Day three is devoted entirely to hand shaping the front and rear legs. The day begins with a practice front leg. Shaping with hand tools is often a new process for students and I like them to try the techniques and tools on practice stock before working on their actual chair parts. This is the first time Mark or David have used a drawknife.
Although the front legs can easily be turned on a lathe I have students shape these parts from square stock using a drawknife, spokeshave and card scraper. This prepares them for hand shaping the more difficult rear legs which must be done with hand tools. The first and most important step is to take the square stock and shape it to an octagon. The octagon establishes the geometry of the shape and the facets are large enough to judge if they are all identical. After laying out the facets on the square leg blank, a drawknife is used to remove most of the material, followed by a spokeshave to finish and fine tune each facet right to the layout line. Here are a pair of David’s front legs that have been shaped to a tapered octagon.

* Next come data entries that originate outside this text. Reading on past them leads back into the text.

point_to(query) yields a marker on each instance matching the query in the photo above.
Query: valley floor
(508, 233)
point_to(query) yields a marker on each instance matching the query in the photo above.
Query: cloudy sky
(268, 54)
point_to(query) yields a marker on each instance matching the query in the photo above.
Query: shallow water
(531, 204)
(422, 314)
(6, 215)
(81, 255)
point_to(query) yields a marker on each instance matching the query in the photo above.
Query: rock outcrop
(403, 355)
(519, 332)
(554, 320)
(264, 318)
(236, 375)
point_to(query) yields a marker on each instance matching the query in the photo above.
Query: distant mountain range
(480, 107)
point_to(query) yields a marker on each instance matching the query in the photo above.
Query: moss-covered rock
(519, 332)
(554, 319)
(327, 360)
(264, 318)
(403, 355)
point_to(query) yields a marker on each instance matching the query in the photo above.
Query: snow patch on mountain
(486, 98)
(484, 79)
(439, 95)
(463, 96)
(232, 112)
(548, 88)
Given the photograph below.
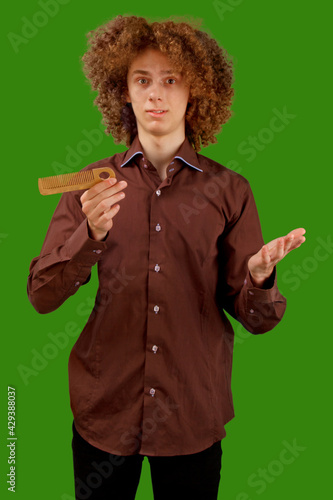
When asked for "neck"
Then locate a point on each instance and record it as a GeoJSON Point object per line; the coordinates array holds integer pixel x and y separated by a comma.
{"type": "Point", "coordinates": [160, 150]}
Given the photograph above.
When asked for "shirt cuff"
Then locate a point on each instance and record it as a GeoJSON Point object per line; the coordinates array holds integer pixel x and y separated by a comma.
{"type": "Point", "coordinates": [263, 295]}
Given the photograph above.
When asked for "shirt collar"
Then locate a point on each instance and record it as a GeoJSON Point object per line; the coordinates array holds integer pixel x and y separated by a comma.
{"type": "Point", "coordinates": [185, 153]}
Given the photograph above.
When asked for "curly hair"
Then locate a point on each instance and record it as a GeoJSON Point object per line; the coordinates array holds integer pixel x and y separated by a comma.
{"type": "Point", "coordinates": [206, 68]}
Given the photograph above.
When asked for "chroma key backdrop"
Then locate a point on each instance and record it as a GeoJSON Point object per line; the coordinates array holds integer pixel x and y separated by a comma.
{"type": "Point", "coordinates": [279, 138]}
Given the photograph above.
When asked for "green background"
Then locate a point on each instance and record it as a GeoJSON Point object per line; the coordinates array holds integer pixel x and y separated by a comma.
{"type": "Point", "coordinates": [281, 380]}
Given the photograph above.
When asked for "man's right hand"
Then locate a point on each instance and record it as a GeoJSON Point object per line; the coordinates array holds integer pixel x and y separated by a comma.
{"type": "Point", "coordinates": [100, 205]}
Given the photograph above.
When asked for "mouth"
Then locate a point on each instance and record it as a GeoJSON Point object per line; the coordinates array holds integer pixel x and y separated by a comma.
{"type": "Point", "coordinates": [156, 112]}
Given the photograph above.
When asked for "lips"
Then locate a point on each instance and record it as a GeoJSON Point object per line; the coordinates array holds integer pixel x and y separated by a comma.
{"type": "Point", "coordinates": [157, 112]}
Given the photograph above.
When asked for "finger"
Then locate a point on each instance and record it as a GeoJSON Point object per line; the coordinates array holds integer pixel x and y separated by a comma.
{"type": "Point", "coordinates": [97, 189]}
{"type": "Point", "coordinates": [289, 241]}
{"type": "Point", "coordinates": [266, 255]}
{"type": "Point", "coordinates": [280, 253]}
{"type": "Point", "coordinates": [104, 222]}
{"type": "Point", "coordinates": [90, 203]}
{"type": "Point", "coordinates": [105, 205]}
{"type": "Point", "coordinates": [297, 232]}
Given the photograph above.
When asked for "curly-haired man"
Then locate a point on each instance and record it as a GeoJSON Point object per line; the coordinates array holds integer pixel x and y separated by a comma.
{"type": "Point", "coordinates": [178, 242]}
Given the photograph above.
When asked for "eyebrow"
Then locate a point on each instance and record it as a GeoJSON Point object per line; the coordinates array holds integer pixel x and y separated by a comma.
{"type": "Point", "coordinates": [143, 72]}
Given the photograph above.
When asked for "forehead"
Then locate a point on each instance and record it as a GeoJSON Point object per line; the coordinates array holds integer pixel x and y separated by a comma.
{"type": "Point", "coordinates": [152, 61]}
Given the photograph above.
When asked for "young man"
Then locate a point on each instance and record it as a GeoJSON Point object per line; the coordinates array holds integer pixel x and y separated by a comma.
{"type": "Point", "coordinates": [178, 241]}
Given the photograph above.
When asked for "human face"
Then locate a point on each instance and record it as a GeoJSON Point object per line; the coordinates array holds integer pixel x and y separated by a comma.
{"type": "Point", "coordinates": [159, 95]}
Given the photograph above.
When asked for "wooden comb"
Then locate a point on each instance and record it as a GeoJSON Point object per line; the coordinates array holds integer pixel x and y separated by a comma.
{"type": "Point", "coordinates": [71, 182]}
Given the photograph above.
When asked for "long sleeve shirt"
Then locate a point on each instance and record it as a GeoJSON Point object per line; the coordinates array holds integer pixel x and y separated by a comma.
{"type": "Point", "coordinates": [151, 371]}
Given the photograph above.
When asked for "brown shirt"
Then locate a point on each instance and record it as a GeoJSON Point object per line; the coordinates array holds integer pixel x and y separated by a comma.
{"type": "Point", "coordinates": [151, 371]}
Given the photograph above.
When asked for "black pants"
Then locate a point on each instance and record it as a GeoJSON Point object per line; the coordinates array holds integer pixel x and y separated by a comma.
{"type": "Point", "coordinates": [102, 476]}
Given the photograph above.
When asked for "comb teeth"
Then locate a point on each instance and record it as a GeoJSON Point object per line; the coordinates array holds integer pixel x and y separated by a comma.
{"type": "Point", "coordinates": [58, 181]}
{"type": "Point", "coordinates": [75, 181]}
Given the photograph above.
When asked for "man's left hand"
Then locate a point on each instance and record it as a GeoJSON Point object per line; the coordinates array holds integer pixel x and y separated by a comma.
{"type": "Point", "coordinates": [262, 263]}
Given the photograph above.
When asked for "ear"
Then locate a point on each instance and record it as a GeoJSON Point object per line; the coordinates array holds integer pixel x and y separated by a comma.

In the next step I have students shape the leg from 8 sides to 16 sides. At this point it often becomes difficult to see and maintain the individual facets. To help with this I have students draw lines around the circumference of the legs every 3 or 4 inches or so as shown above. Now when you knock off a corner of the octagon a gap appears in this line leaving a dash on the uncut part of the original facet. When the gaps and dashes are equal you will have a leg with 16 equal sides as shown below. It’s an excellent and easy way to see what is happening. From here it’s a simple matter of taking the legs to 32 sides and finally to round.
The practice front leg took most of the morning and the two actual front legs took the better part of the afternoon. Towards the end of the day David and Mark are ready to start shaping the rear legs. The process begins with laying out the facets in order to shape the leg to an octagon. Here Mark is laying out the curved, tapered facet on the side of a rear leg using the other rear leg as template.
And here is David beginning to shape one of his rear legs using a drawknife. The blue tape you see is on the top, front face of the leg. From the seat level up only the back of the leg gets shaped to half round. The front face should remain flat, so I have students cover the front face and it’s edges with blue tape to discourage them from cutting into those edges.
By the end of the day both front legs are shaped and David and Mark have begun shaping the rear legs. Here are the chair parts so far. The only parts missing are the rungs—the rung stock, already shaped to an octagon on a band saw, has been drying in a small light bulb kiln for about a week.